04bNormalization

Database Management

Mick McQuaid

University of Texas at Austin

03 May 2026

Overview

  • Normalization is the process of transforming a database so that anomalies, insertion, deletion, and update anomalies, are unlikely if not impossible
  • Normalization is usually conducted in phases called forms
  • Pretty much every database I’ve ever worked with has been normalized to at least third normal form, while many advance to fourth normal form or Boyce-Codd normal form

Relational Notation

The convention we’ll observe for writing out relations is as follows.

relationName( primaryKey, foreignKey, field1, field2, \(\ldots\) )

Some books follow the convention that the name of the relation is in all caps. We will not observe that convention here. We will follow the convention of underlining the primary key and italicizing foreign keys.
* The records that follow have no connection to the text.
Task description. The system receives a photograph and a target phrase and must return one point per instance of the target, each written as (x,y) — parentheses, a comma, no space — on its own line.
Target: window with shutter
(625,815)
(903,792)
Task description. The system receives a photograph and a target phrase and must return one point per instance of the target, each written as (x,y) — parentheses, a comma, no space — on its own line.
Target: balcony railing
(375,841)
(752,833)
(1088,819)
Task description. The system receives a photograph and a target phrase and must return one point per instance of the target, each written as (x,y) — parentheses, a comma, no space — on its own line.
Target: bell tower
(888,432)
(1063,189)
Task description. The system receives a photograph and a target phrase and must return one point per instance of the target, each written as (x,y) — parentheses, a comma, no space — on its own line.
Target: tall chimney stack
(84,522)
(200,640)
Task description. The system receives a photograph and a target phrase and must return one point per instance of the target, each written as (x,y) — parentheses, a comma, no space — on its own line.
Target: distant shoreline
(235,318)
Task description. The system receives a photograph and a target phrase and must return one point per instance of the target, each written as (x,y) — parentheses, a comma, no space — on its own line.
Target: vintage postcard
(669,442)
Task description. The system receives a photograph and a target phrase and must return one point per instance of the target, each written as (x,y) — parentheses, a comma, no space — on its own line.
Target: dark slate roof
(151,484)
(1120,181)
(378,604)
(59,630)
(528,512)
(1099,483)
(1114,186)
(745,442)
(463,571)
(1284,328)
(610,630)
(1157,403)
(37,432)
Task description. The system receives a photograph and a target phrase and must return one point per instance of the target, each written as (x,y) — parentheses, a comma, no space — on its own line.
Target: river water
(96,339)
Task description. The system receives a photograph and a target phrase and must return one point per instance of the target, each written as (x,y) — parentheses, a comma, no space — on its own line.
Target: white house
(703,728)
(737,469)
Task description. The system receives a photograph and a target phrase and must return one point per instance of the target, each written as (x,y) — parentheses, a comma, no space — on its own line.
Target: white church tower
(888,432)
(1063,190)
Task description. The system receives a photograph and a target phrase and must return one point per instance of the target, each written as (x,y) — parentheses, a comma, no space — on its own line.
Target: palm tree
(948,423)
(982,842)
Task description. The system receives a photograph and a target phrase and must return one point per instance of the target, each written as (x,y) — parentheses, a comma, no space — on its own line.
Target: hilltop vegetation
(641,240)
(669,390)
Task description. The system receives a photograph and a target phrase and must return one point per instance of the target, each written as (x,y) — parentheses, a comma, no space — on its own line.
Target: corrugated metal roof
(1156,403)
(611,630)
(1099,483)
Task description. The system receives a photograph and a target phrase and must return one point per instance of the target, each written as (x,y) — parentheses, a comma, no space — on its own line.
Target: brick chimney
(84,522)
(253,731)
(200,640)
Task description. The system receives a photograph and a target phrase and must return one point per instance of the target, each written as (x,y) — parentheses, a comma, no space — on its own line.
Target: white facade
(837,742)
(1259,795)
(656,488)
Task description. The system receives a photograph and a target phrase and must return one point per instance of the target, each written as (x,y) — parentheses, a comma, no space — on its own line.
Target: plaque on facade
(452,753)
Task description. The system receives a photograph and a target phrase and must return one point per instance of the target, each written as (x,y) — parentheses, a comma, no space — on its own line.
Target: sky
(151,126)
If you are writing in plain text without the ability to underline or italicize, please obey the following convention.

relationName( primaryKey (pk), foreignKey (fk), field1, field2, \(\ldots\) )

1NF: First normal form

A relation is in first normal form, 1NF, if and only if all columns contain only atomic values—that is, each column can have only one value for each row in the table.

Whether an item is atomic is a matter determined by people.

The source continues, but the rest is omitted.